For now, though, there are signs that trade tensions are starting to ease.

“It’s not sustainable,” Trump said during an interview with Fox Business, referring to the 100% tariff rate he proposed on China last week. “But that’s what the number is, it’s probably not, you know, it could stand, but they forced me to do that.”

Trump confirmed during the interview that he plans to meet with Chinese President Xi Jinping in South Korea later this month.

The tariffs rate he proposed last week led to the liquidation of more than $19 billion worth of crypto contracts. But even as trade trouble fades, there’s growing concern over credit risk among U.S. regional banks.

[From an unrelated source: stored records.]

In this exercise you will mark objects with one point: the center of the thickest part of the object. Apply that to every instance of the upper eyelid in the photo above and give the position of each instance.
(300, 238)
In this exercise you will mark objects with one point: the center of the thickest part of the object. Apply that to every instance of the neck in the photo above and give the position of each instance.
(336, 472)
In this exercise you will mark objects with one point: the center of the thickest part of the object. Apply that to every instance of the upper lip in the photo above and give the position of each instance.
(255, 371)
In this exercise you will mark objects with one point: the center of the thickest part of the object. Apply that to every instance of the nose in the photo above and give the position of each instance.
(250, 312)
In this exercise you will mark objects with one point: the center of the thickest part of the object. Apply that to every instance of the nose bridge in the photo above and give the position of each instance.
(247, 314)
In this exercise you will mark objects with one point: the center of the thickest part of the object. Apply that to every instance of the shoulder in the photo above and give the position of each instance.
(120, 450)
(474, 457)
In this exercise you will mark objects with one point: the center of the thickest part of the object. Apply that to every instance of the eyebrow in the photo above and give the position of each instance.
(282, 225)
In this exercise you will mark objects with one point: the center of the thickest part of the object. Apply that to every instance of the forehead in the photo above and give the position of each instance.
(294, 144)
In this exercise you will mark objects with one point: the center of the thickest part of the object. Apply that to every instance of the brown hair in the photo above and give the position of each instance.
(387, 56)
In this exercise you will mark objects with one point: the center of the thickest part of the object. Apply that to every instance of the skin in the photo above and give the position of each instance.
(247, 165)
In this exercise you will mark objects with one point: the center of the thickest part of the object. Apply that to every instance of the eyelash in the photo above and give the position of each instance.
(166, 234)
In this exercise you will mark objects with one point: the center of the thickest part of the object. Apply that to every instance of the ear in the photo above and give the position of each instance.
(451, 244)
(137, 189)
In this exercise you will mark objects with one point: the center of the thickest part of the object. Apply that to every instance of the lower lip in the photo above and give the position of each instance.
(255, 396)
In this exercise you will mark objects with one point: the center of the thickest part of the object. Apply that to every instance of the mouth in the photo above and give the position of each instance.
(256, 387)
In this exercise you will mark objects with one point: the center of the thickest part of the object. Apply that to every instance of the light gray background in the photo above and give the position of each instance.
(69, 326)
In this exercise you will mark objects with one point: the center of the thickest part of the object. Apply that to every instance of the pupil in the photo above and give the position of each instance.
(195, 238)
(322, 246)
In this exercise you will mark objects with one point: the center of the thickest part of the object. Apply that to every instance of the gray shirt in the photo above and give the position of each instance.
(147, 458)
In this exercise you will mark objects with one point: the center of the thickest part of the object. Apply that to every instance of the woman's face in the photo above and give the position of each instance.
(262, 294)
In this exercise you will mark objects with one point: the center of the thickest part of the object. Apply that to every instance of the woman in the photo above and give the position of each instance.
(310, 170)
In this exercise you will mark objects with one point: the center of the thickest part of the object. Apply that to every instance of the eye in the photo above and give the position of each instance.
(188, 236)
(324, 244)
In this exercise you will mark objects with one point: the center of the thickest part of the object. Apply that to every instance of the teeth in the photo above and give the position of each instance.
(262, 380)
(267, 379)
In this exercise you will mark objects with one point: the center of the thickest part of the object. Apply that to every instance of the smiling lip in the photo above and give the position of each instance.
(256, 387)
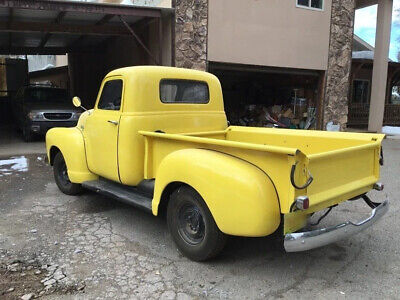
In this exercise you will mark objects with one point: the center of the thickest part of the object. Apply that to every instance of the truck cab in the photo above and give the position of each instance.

JP Morgan CEO Jamie Dimon hinted during an earnings call this week that the bankruptcies of two auto firms—and hundreds of millions of dollars’ worth of bad loans tied to them—is an indicator that there’ll be more failures.

“I probably shouldn’t say this, but when you see one cockroach, there are probably more,” he said on Tuesday.

The resulting unease among traders has painted equities and crypto markets red. Major stock market indices opened the day in the red, with the Nasdaq still down as of this writing, and the global crypto market capitalization has contracted, falling 2.8% to $3.66 trillion as of Friday morning.

“We’re seeing concurrent pressure from U.S. banking concerns, BOJ rate hike signals, and a cascading wave of liquidations that has wiped out over $1.2 billion in leveraged positions in the last 24 hours alone,” Marcin Kazmierczak, co-founder of crypto oracle provider RedStone told Decrypt.

He said he’s particularly concerned about institutional pullback.

“What’s particularly notable is the synchronized institutional selling. None of 12 Bitcoin ETFs posted net inflows yesterday,” Kazmierczak added. “The market is testing critical support levels. That said, this is still within normal volatility.”